Não é a missão do Judaísmo Messiânico chamar gentios para a Torah e raízes judaicas. Na verdade, a promoção de raízes judaicas (dependendo do que se queira dizer com esta frase) poderia diminuir o único lugar de Israel no plano de D-us. A Torah permanece um vivo e relevante documento para todos os crentes, judeus e gentios, mas muitas de suas peculiaridades são planejadas somente para Israel. Judeus messiânicos devem se apropriar da rica tradição da Torah, não necessariamente porque esta tradição é ordenada para todos os crentes, mas porque nós somos judeus. Os gentios podem ser motivados a participar nesta tradição por amor a Israel e ao D-us de Israel, mas eles devem ter cuidado para confirmar o relacionamento único de Israel para a Torah. As Escrituras descrevem Israel como um povo chamado para permanecer distinto – “eis que é povo que habita só, e não será reputado entre as nações” (Números 23:9, VRA). Muito da Torah é dado para expressar e preservar distinto destino de Israel. Um movimento de raízes judaicas que não é cuidadoso para respeitar a distinção entre judeus e gentios pode obstruir o propósito de D-us para ambos. E pode perder o ponto de focalização do Novo Pacto – a presença redentora do Mashiach nesta era por meio do Seu Espírito.

No fórum do ano passado, Jerry Feldman propôs esta questão: “Qual é a chamada de um gentio na congregação messiânica?” Ele respondeu com o que corresponde a descrição de Ahavat Yisrael:

Não estou pedindo a não-judeus a se tornarem judeus. Pelo contrário, considero nossas crianças judias crescendo com uma identidade judaica nos propósitos de D-us como o remanescente de Israel. Qualquer coisa que diminuísse a fidelidade de D-us, a qual salvou Israel, que é o emblema desta fidelidade, teria conseqüências sérias. Obviamente os gentios não deveriam ser, fazer ou esperar qualquer coisa que diminua nossa responsabilidade como judeus. Os comentários às vezes sugerem que “somos judeus demais”, ou que “deveríamos cultuar mais no Espírito” (enraizados numa expectativa cultivada mais pela igreja local do que pelas fontes bíblicas judaicas)... Ruth nunca teve estas críticas e exigências quando ela disse: “Seu D-us será o meu D-us; o seu povo será o meu povo”.

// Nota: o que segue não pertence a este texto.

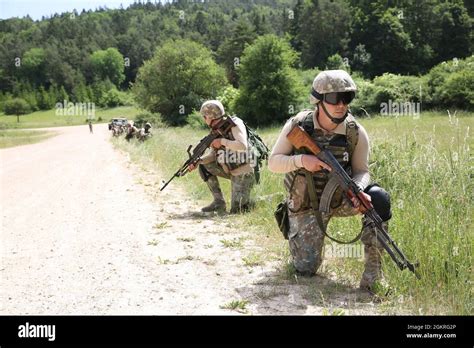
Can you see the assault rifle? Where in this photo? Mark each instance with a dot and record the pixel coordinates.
(300, 139)
(218, 130)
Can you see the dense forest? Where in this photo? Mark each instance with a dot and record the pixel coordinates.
(96, 55)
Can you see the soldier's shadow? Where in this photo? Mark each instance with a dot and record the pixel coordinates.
(198, 215)
(282, 293)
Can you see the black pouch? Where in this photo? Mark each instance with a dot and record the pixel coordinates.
(281, 216)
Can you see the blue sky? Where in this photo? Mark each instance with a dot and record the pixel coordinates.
(38, 8)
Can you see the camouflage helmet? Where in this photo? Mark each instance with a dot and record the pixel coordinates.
(330, 81)
(212, 109)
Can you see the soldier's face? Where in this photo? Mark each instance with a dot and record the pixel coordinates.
(338, 110)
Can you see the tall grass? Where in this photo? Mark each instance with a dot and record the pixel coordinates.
(424, 163)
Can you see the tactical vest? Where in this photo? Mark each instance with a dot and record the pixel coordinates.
(230, 159)
(341, 146)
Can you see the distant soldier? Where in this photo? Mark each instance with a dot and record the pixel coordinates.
(145, 132)
(132, 131)
(224, 161)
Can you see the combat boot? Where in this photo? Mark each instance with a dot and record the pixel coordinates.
(216, 205)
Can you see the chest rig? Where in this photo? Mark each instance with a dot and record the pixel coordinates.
(324, 192)
(230, 159)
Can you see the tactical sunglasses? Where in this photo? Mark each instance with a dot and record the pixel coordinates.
(335, 97)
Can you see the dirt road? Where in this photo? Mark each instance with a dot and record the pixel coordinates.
(83, 231)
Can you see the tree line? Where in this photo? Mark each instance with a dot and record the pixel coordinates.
(96, 55)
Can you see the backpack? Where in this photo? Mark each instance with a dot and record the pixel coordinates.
(259, 149)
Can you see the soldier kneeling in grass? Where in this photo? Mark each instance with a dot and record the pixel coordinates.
(314, 197)
(229, 159)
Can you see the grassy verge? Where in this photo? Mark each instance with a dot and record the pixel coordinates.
(48, 118)
(10, 138)
(423, 162)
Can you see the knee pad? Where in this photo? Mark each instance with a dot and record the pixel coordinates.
(380, 201)
(203, 173)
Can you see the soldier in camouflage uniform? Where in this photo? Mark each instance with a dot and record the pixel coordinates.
(229, 158)
(314, 195)
(132, 131)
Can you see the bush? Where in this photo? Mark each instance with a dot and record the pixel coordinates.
(457, 90)
(227, 98)
(365, 97)
(397, 88)
(114, 97)
(336, 62)
(448, 83)
(179, 77)
(16, 106)
(268, 85)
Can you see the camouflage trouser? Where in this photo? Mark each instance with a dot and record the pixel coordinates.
(241, 185)
(307, 240)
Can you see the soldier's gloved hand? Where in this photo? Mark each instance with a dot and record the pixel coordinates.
(356, 203)
(313, 164)
(216, 143)
(193, 166)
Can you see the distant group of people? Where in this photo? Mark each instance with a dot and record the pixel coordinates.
(131, 131)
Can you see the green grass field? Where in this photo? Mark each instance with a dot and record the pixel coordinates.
(424, 163)
(42, 119)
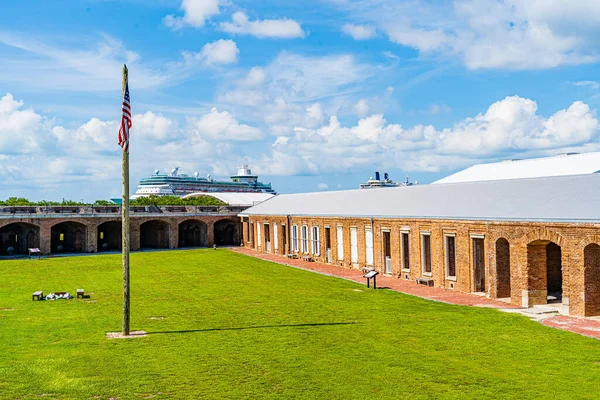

Este amor sacrificial por Israel está arraigado no próprio amor de D-us por Israel, descrito na bênção que precede o Shema matinal: Com amor abundante tem nos amado, SENHOR, nosso D-us; com mui grande misericórdia tem compadecido de nós... Tem nos escolhido dentre cada povo e língua. E tem nos trazido para perto do Teu grandioso Nome sempre na verdade, para oferecermos ações de graças a Ti, e proclamar Tua unidade com amor. Louvado seja, SENHOR, Que escolhe Teu povo Israel com amor (do Sidur Artscroll).

Ahavat Yisrael como motivação principal não diminui a participação gentílica no Judaísmo Messiânico, mas o eleva, pois é a participação no próprio amor de D-us pelo Seu povo. Este amor nos atrai a todos – judeus e gentios igualmente – no serviço mútuo encarnado pelo próprio Mashiach. Os gentios no Judaísmo Messiânico não estão aqui por eles mesmos, mas pelo próprio povo do Mashiach, que tem sido ferido em Seu nome por outros gentios. E os judeus no Judaísmo Messiânico também não estão aqui por eles mesmos, mas devem aceitar a rejeição e incompreensão que o Mashiach suportou no meio do Seu próprio povo. Juntos, judeus e gentios no Judaísmo Messiânico têm o raro privilégio de incorporar a vida sacrificial do Mashiach que proclamamos.